Good luck and let us know what happens!

And, welcome aboard! Glad you're here with us.
 
thanks! well since its a bit too late to call I'll just have to wait till tomorrow. And hope to god that he's there. My sister keeps saying they moved but at the same time I still have a strong feeling that they're still there. So I'm not going to give up. It's been 5 years so to hell with what my 15 year old annoying sis says. If he's still there then its perfect!

truth be told... my anxiety gets the best of me sometimes but even with a high anxiety I pretty much move forward with what I made a decision on.

again, thanks for the support and advice.
 
thanks for the replies.
I know. I should move on and just go forward but I can't move on. It's an unfinished thing... and it keeps gnawing at my chest, my soul, my mind... It's a good thing I've gone through many difficult times, or I wouldn't be able to hide the fact that it troubles me through out the day. anyways. he was my very first true friend. I just wish I could talk to him again it'd be epic! XD!!! thanks again guys.

I know how that is. I wish you the best of luck in finding him, and hopefully getting an ending out of it (be it good or bad, just closure--obivously I'm hoping it ends well).
 
There you go.

Hopefully you've learned a valuable life lesson.

Obviously you weren't ready at the time. Accept it. Leave it alone as a nice 'what if' fantasy and don't spend more time thinking about it if you don't connect.

And get some help for the anxiety thing. It will only get worse if left unattended.
 
*sigh* I have the incredibly strong feeling its his phone number... but nobody answers when I call... Also the beep of a full answering machine appears so... I'm assuming his family and him are out of town for a couple of days... I'm starting to lose hope, guys... what should I do?

I really want to get back in touch with him. :/
 
For a start, read the advice already given.
 
Noiro, this is flame free zone.

Kijadeleon, there is a possibility that they only answer calls from numbers they know. Many people do that to avoid phone solicitors. They may leave the answering machine full so they won't to get any messages. Many people use cell phones now and people who know them well will call their cell phone. You should keep trying, but it's time to try something else as well.

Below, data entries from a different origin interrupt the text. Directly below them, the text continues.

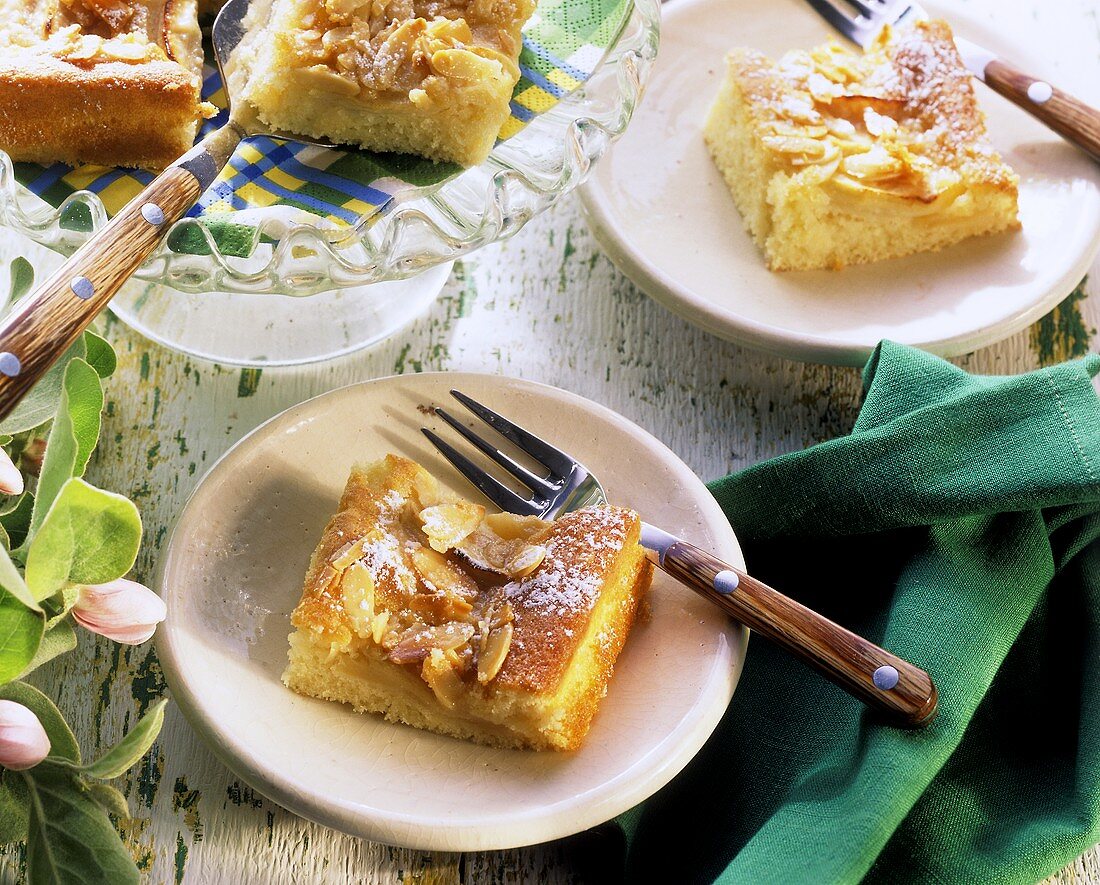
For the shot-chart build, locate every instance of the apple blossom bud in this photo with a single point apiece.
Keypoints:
(123, 610)
(11, 479)
(23, 741)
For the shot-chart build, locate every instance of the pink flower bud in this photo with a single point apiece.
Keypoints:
(123, 610)
(23, 741)
(11, 479)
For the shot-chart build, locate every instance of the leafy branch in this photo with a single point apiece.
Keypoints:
(65, 546)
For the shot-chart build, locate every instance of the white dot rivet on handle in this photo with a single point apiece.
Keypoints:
(152, 213)
(1040, 91)
(886, 677)
(726, 582)
(10, 364)
(81, 287)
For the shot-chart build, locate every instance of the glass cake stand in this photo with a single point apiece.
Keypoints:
(307, 290)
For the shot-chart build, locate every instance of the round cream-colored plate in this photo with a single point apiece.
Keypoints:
(662, 212)
(232, 574)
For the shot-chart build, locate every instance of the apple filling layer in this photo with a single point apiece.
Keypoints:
(491, 627)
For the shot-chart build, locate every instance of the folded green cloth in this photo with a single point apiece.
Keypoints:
(958, 526)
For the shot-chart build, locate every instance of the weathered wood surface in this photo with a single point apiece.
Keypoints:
(548, 307)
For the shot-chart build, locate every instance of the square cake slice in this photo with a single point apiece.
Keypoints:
(837, 157)
(112, 83)
(494, 628)
(427, 77)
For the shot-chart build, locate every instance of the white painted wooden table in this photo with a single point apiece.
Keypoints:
(546, 306)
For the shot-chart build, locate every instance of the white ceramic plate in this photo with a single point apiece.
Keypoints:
(232, 574)
(662, 212)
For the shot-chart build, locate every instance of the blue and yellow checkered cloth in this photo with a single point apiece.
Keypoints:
(563, 44)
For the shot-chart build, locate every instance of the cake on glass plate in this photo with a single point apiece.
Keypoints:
(837, 157)
(427, 77)
(114, 83)
(495, 628)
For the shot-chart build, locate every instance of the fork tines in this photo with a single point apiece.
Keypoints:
(559, 465)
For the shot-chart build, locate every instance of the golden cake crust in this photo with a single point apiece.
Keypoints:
(565, 621)
(836, 157)
(75, 89)
(428, 77)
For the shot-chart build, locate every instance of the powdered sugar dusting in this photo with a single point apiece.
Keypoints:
(562, 586)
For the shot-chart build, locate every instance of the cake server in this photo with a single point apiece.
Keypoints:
(42, 325)
(881, 679)
(1077, 122)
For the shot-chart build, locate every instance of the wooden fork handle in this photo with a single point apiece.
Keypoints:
(873, 675)
(1069, 117)
(42, 325)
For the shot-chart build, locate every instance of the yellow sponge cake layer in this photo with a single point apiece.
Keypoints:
(428, 77)
(493, 628)
(835, 157)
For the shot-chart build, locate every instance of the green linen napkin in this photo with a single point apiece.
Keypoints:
(958, 527)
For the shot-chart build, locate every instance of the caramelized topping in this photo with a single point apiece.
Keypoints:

Since you were able to get a phone number, you should be able to obtain their address as well. Write a letter and send it. Be sure to include your phone number in the letter. You can also try to find a Facebook or MySpace page for your friend. Good luck!
 
I know i originally posted this for advice on my 5 year old love that won't die, but atm I just feel pretty down in the dumps... It feels like I don't know what im doing here anymore... I feel like dropping everything i have here and move somewhere else and start fresh... but at the same time I don't want to because that will just make me feel even more miserable considering that It would take me ages to find such great friends that I already have here.
I like it here... I am happy with my life but I feel like there's something missing... Im happy with my friends... somewhat with my family ( not that I really care what goes on I just ignore them ) my studies are challenging enough... And I'm thinking im just like this because I can't find someone...

any feed back welcomed... and thanks for your support.

Ps: I'll send that letter on wednessday since I'm making it a pretty long one.